In parsing the recent report, the CEA notes the obvious X-factor in the jobs report, cautioning: “one should be careful not to overinterpret one-month of data, particularly outliers. … The monthly job numbers reflect many sensitive adjustments, expertly applied by the BLS.”
Yes, the BLS did a lot of “adjusting” to the jobs numbers, rendering them virtually indecipherable. It tinkered with seasonal adjustments and also applied its estimation of new business start-ups compared to business failures, the so-called birth-death model that has long been targeted by critics as subject to manipulation and leaps of faith.
In addition, BLS updated the North American Industry Classification System, which shifted about one-tenth of workers into different industries, resulting in “major revisions” to sectors like retail trade and information and less important changes in industries including manufacturing and financial services.
The seasonal adjustment was especially noteworthy; on an unadjusted basis, payrolls actually dropped by 2.6 million last month.
Also, the CEA points out, in this report the bureau adjusted “the sample-based payroll jobs numbers based on a census of employment.” As they state in a footnote, the census adjustment resulted in a loss of 266,000 jobs from last year’s March report.
Finally, the Council points out that job gains for the prior two months were revised substantially higher, adding 126,000 jobs to the tally for November and December.

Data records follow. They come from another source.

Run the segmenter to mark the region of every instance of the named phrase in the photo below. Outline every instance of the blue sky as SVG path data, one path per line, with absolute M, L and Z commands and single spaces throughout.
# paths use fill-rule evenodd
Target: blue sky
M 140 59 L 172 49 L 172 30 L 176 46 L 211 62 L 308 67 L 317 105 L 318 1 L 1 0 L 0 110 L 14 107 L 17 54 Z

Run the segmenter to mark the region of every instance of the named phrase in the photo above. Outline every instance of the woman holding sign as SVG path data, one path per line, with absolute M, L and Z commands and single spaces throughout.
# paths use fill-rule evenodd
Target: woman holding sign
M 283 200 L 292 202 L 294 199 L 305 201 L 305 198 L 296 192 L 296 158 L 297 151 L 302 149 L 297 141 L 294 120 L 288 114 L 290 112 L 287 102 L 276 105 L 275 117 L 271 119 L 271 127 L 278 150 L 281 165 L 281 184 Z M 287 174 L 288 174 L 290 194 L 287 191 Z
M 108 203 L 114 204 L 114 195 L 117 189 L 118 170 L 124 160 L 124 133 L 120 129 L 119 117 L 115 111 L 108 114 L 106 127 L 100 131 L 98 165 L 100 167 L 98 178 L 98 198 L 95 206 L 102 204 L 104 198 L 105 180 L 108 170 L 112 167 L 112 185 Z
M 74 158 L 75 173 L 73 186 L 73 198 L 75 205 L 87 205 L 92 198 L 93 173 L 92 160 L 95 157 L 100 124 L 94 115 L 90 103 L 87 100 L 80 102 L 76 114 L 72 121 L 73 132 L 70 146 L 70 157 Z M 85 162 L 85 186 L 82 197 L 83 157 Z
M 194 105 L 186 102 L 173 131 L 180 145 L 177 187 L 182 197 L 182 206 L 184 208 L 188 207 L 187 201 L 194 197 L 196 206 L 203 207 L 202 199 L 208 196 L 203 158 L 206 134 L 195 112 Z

Are you confused yet? You’re in good company.
Bu that didn’t keep the media from jumping aboard the Happy Talk express. Headlines were so uniformly positive you had to wonder if there was an AI program lurking in the background. “U.S. Job Growth Surges,” proclaimed the New York Times. “Jobs Growth of 353,000 Blasts Past Expectations as Labor Market Stays Hot” reported the Wall Street Journal. The Washington Post joined the chorus: “Labor market grew 353,000 in January, soaring past expectations.”
Few outlets bothered parsing the actual data, or those pesky adjustments. Wall Steet tried. A note from Wells Fargo economists wrote about the report: “Seasonal adjustment factors appear to have flattered the headline as smaller-than-usual post-holiday layoffs bolstered the payrolls numbers.” In their typically thoughtful and cautious manner, economists at ISI wrote: “most other labor market indicators are not currently validating the extreme strength in January payrolls…”
Joe Biden has sold Bidenomics as helping middle-class Americans, and touts the January jobs numbers report as proof his plan is working. If hiring slows, he will have to explain why that also is part of his plan.
The good news for the White House is that their friends in the media will be eager to help.